第195話 ベルケの昇進理由と新たな任務

「せっかく昇進したのに、そんな顔をするな」


 昇進を伝えて憮然とするベルケに皇太子は呆れるが、同時に仕方ないと思った。


「まあ、そんな顔をするのだから理由は分かっているのだろう」

「私が昇進するのは我が帝国が負けているからでしょう」

「ハッキリと言うのも良いところだが、事実を言われるとグサリとくるな。その通りだ、負けているからこそ、英雄が必要なのだ」


 負け戦の時昇進させて、本人の士気を上げ、国民に我が国は英雄が多く負けてはいないと宣伝するのはよくあることだ。

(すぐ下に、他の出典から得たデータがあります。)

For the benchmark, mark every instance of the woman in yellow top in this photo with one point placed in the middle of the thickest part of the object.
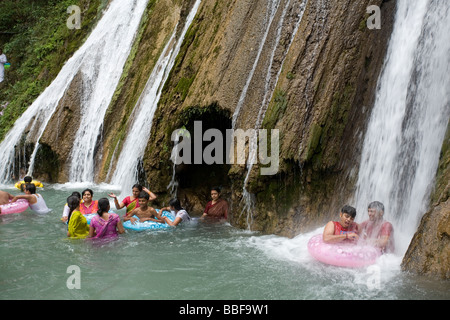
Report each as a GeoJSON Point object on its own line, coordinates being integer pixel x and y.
{"type": "Point", "coordinates": [78, 227]}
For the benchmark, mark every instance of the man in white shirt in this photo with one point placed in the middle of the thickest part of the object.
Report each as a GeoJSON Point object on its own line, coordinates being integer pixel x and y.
{"type": "Point", "coordinates": [2, 65]}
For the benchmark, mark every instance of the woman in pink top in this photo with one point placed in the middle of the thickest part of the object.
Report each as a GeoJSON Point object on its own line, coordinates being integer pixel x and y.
{"type": "Point", "coordinates": [105, 224]}
{"type": "Point", "coordinates": [131, 202]}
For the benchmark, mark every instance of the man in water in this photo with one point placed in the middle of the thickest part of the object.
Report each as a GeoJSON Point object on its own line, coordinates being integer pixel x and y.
{"type": "Point", "coordinates": [36, 201]}
{"type": "Point", "coordinates": [376, 230]}
{"type": "Point", "coordinates": [143, 212]}
{"type": "Point", "coordinates": [343, 230]}
{"type": "Point", "coordinates": [4, 198]}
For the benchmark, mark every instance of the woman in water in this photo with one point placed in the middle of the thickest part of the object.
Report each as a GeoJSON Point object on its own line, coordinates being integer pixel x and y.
{"type": "Point", "coordinates": [66, 210]}
{"type": "Point", "coordinates": [105, 224]}
{"type": "Point", "coordinates": [88, 205]}
{"type": "Point", "coordinates": [217, 208]}
{"type": "Point", "coordinates": [131, 202]}
{"type": "Point", "coordinates": [77, 223]}
{"type": "Point", "coordinates": [181, 215]}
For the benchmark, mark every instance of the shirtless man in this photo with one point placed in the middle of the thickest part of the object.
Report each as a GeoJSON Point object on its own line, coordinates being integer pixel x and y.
{"type": "Point", "coordinates": [143, 212]}
{"type": "Point", "coordinates": [4, 198]}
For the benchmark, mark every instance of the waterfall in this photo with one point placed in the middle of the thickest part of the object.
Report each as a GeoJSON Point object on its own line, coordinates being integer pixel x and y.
{"type": "Point", "coordinates": [100, 61]}
{"type": "Point", "coordinates": [407, 126]}
{"type": "Point", "coordinates": [269, 85]}
{"type": "Point", "coordinates": [134, 145]}
{"type": "Point", "coordinates": [104, 61]}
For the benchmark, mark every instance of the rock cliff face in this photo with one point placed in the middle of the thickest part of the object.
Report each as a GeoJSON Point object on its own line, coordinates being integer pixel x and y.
{"type": "Point", "coordinates": [320, 105]}
{"type": "Point", "coordinates": [429, 251]}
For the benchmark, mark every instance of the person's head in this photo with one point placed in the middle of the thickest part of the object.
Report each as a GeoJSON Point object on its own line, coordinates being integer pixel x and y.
{"type": "Point", "coordinates": [103, 206]}
{"type": "Point", "coordinates": [143, 199]}
{"type": "Point", "coordinates": [137, 189]}
{"type": "Point", "coordinates": [73, 202]}
{"type": "Point", "coordinates": [175, 205]}
{"type": "Point", "coordinates": [30, 188]}
{"type": "Point", "coordinates": [215, 193]}
{"type": "Point", "coordinates": [76, 194]}
{"type": "Point", "coordinates": [87, 195]}
{"type": "Point", "coordinates": [347, 215]}
{"type": "Point", "coordinates": [375, 210]}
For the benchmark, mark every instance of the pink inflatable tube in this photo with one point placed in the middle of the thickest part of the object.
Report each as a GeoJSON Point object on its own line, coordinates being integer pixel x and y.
{"type": "Point", "coordinates": [14, 207]}
{"type": "Point", "coordinates": [342, 254]}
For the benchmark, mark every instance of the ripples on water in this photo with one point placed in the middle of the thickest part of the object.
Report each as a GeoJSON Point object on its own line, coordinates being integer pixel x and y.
{"type": "Point", "coordinates": [197, 261]}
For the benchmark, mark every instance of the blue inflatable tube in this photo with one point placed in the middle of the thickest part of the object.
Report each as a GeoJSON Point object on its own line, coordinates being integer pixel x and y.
{"type": "Point", "coordinates": [149, 225]}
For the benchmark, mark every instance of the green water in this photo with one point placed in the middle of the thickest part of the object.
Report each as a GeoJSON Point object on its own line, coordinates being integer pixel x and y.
{"type": "Point", "coordinates": [195, 262]}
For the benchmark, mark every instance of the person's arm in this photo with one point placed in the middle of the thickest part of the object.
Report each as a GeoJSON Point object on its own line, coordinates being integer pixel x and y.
{"type": "Point", "coordinates": [66, 212]}
{"type": "Point", "coordinates": [330, 237]}
{"type": "Point", "coordinates": [120, 227]}
{"type": "Point", "coordinates": [174, 223]}
{"type": "Point", "coordinates": [151, 194]}
{"type": "Point", "coordinates": [225, 214]}
{"type": "Point", "coordinates": [129, 216]}
{"type": "Point", "coordinates": [205, 213]}
{"type": "Point", "coordinates": [27, 197]}
{"type": "Point", "coordinates": [154, 214]}
{"type": "Point", "coordinates": [91, 231]}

「第二に、君はカルタゴニア大陸での作戦行動で功績を挙げている」

「負けて撤退しましたが」

「だが、各所で勝利したし、君がいなければ、より早期に現地の部隊は敗退していた。それに連合軍の航空戦力がカルタゴニア大陸へ向かうことは無かった。西部戦線で少なくとも互角に戦えたのは、君が赴いたからだと結論づけている」


 ベルケがカルタゴニア大陸で暴れ回ったため、防御のために連合軍はせっかくの航空隊をカルタゴニア大陸各地に送り込まざるを得なくなった。

 本来なら西部戦線へ配備されるハズの連合軍の航空機は激減し、帝国軍が優位になったのはベルケの成果だ。

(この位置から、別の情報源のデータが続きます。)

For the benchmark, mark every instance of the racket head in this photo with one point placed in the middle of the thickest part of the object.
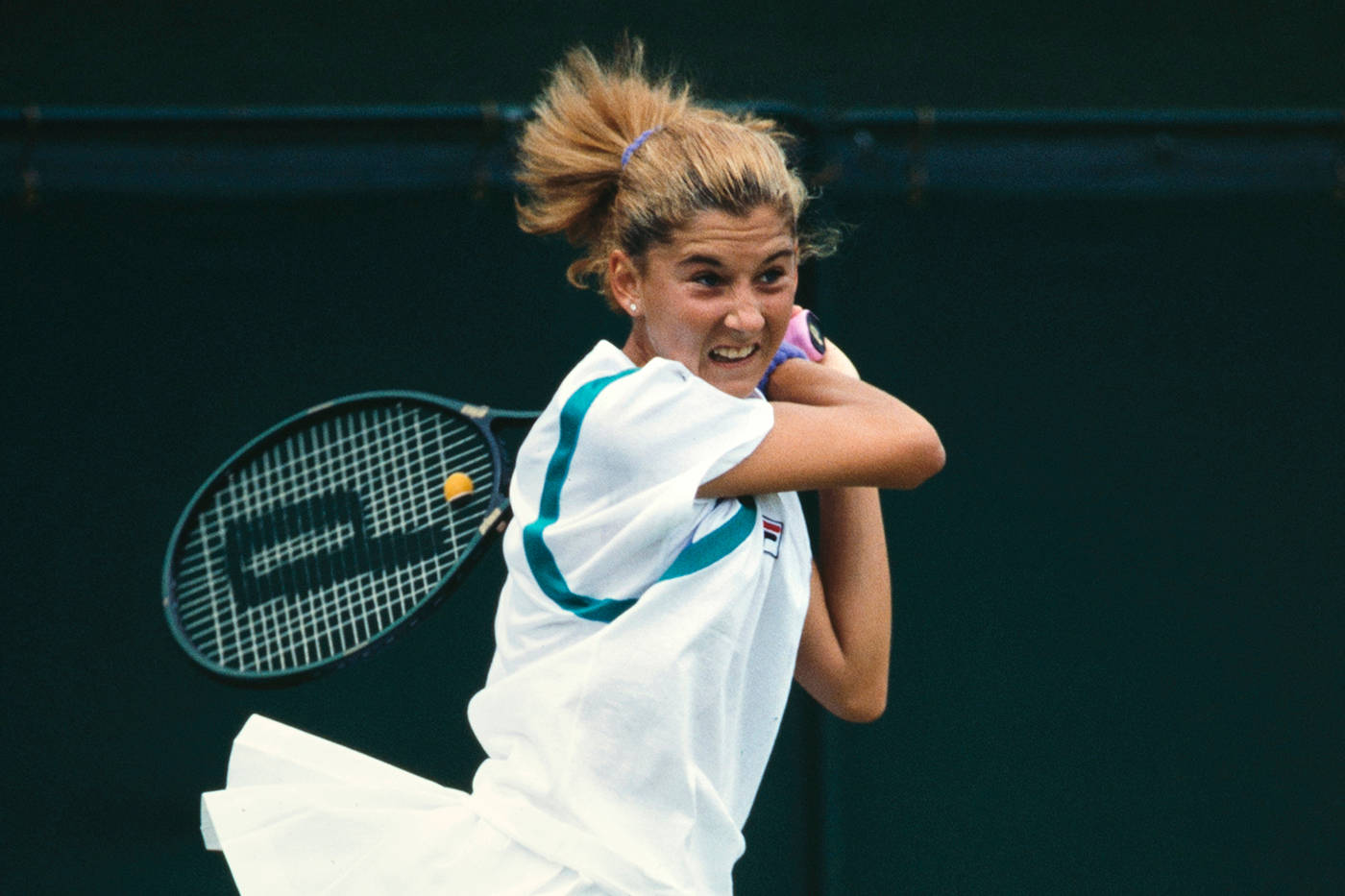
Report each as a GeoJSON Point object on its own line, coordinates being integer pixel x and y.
{"type": "Point", "coordinates": [329, 533]}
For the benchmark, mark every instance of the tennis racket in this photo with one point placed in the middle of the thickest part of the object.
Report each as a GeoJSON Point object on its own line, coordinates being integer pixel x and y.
{"type": "Point", "coordinates": [333, 530]}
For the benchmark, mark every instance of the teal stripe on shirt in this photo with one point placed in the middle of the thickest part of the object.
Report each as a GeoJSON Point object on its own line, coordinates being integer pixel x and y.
{"type": "Point", "coordinates": [696, 556]}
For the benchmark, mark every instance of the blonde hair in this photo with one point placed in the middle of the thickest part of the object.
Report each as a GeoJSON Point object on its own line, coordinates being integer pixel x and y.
{"type": "Point", "coordinates": [681, 159]}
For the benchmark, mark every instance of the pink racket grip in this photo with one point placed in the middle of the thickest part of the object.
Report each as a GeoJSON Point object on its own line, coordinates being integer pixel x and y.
{"type": "Point", "coordinates": [804, 332]}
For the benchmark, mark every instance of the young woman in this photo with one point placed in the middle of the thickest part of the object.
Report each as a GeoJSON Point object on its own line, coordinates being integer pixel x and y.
{"type": "Point", "coordinates": [662, 593]}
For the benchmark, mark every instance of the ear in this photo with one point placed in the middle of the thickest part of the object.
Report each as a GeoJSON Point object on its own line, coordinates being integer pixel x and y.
{"type": "Point", "coordinates": [623, 278]}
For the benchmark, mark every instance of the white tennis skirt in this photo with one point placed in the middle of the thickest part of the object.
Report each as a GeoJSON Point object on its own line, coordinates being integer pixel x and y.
{"type": "Point", "coordinates": [305, 817]}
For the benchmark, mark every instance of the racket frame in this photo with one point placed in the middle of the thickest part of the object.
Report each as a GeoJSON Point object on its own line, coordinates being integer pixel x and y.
{"type": "Point", "coordinates": [493, 523]}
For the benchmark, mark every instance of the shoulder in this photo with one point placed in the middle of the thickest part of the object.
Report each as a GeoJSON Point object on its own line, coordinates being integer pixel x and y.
{"type": "Point", "coordinates": [658, 419]}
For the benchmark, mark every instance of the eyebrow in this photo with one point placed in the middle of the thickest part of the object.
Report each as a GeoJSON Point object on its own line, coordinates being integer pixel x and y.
{"type": "Point", "coordinates": [715, 262]}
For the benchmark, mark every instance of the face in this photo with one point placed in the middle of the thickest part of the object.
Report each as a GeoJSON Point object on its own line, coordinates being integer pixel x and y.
{"type": "Point", "coordinates": [717, 298]}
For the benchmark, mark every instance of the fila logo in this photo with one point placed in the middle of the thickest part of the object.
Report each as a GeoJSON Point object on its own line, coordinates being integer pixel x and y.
{"type": "Point", "coordinates": [770, 533]}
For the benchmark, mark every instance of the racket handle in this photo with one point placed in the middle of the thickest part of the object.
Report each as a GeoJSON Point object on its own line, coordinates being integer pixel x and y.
{"type": "Point", "coordinates": [806, 332]}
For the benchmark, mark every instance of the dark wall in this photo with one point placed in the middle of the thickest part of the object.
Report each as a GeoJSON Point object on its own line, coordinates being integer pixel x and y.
{"type": "Point", "coordinates": [846, 53]}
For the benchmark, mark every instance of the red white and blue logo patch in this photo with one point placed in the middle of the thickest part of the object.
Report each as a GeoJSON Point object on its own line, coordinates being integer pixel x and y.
{"type": "Point", "coordinates": [770, 533]}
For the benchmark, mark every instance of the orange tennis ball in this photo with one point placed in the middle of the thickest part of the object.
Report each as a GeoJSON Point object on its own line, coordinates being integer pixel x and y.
{"type": "Point", "coordinates": [457, 485]}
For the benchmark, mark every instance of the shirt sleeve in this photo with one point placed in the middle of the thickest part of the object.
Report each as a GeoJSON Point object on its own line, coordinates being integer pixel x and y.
{"type": "Point", "coordinates": [665, 424]}
{"type": "Point", "coordinates": [618, 499]}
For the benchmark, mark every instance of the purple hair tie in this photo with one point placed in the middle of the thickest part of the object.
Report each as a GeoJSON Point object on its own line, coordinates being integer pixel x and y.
{"type": "Point", "coordinates": [784, 352]}
{"type": "Point", "coordinates": [636, 143]}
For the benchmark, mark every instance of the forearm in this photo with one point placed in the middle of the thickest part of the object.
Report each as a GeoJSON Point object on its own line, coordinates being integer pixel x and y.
{"type": "Point", "coordinates": [857, 594]}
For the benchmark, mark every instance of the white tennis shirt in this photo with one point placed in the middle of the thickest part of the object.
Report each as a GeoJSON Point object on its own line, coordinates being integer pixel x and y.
{"type": "Point", "coordinates": [645, 638]}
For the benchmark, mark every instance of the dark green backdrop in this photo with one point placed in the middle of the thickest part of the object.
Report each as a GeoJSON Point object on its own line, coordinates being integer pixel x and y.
{"type": "Point", "coordinates": [1116, 658]}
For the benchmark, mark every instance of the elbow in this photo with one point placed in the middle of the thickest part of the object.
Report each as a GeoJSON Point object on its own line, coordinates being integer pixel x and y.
{"type": "Point", "coordinates": [863, 707]}
{"type": "Point", "coordinates": [920, 459]}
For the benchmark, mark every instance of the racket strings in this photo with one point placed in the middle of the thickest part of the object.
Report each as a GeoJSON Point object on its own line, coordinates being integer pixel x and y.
{"type": "Point", "coordinates": [327, 539]}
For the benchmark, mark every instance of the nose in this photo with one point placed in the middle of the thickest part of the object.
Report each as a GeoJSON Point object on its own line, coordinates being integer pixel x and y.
{"type": "Point", "coordinates": [746, 315]}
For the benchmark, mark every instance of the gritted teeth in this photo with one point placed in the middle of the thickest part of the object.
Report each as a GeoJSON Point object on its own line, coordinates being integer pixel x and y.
{"type": "Point", "coordinates": [732, 352]}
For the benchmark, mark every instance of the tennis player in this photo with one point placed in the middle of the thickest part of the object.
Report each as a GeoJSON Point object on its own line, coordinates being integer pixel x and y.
{"type": "Point", "coordinates": [661, 591]}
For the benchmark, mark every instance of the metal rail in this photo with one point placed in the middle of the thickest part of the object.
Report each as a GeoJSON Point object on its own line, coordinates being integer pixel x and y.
{"type": "Point", "coordinates": [206, 151]}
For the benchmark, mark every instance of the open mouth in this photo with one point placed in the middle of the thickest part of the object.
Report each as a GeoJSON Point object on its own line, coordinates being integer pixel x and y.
{"type": "Point", "coordinates": [732, 354]}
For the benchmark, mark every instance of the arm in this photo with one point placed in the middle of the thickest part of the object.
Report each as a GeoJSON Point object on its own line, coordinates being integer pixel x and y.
{"type": "Point", "coordinates": [844, 437]}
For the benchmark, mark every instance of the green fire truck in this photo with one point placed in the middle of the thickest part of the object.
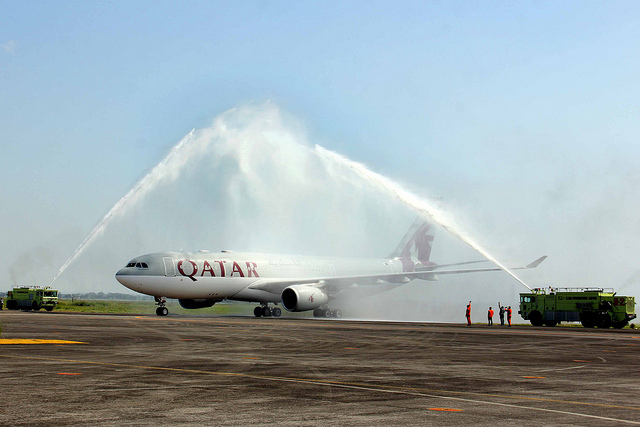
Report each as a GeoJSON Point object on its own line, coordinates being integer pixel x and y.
{"type": "Point", "coordinates": [593, 307]}
{"type": "Point", "coordinates": [32, 298]}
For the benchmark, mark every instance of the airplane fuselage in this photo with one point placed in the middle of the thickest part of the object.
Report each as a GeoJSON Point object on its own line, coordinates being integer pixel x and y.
{"type": "Point", "coordinates": [229, 275]}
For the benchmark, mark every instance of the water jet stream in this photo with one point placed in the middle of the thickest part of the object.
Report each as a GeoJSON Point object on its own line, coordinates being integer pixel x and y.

 撃墜数のような目立つ功績ではなかったが、西部戦線への配備機数の減少は連合軍の配備記録を見る限り確かであり、決して否定することが出来ない戦果だった。


「そして君は、カルタゴニア大陸で戦果を上げており、国民は君を英雄視している。英雄を厚遇しないのは国家としての品格を疑われる。実際、昇進に値するだけの戦い方をした」

「結局は逃げ帰りましたが」

「だとしてもだ。撤退までの間、戦い抜き、戦果を上げた。それだけで十分昇進に値する」


 損害ばかりで際立った戦果が挙がらない塹壕戦より、明確に戦果をベルケがカルタゴニア大陸で上げたこともあり、負け続きだった帝国では大々的に報道された。

 戦局全体から見れば小さいが、


「そして三つ目は君が航空隊を率いるべき才能と能力があり適任だと考えているからだ」

「私は一軍人に過ぎません」

「だが君以上に航空機に詳しい人間は帝国にはいない」

「忠弥さんには劣ります」

「二宮忠弥は帝国にいない。帝国の中で帝国軍航空隊を指揮――前線の指揮だけで無く、編成や訓練、後方支援の確立、制度を整えられるのはベルケ、君しかいない」

「皇太子殿下が航空の担当では」

「私は門外漢だ。それにヴォージュ要塞で臣民を殺しすぎている。私の事は無能と見なされており軍司令官の職も事実上、名誉職だ」

「ですが、他の将軍達も同じくらいの損害を出しています」

「一大攻略戦を失敗させたのだ。責任を取らねば」


 大軍を集中して目立っていただけに失敗したため余計に失敗が際立っていた。

 ベルケも黙った。

 ヴォージュ要塞での航空優勢奪取しに失敗して、作戦全体も失敗させてしまっただけにベルケも責任を感じていた。

 だから皇太子は気遣うようにベルケに言った。


「せいぜい、君の計画や提案が守旧派の将軍達に握りつぶされないよう書類に私がサインして箔付けする程度の存在だ。実務面では君以上の人間はいない。このまま帝国軍の中枢にいて欲しいのだが」

「空を飛べなくなるのは、まっぴらです」


 真顔でベルケは言い放った。

 僅か十歳そこそこの少年が空を飛んだ快挙に驚き、空に憧れて航空への道へ進んだベルケ。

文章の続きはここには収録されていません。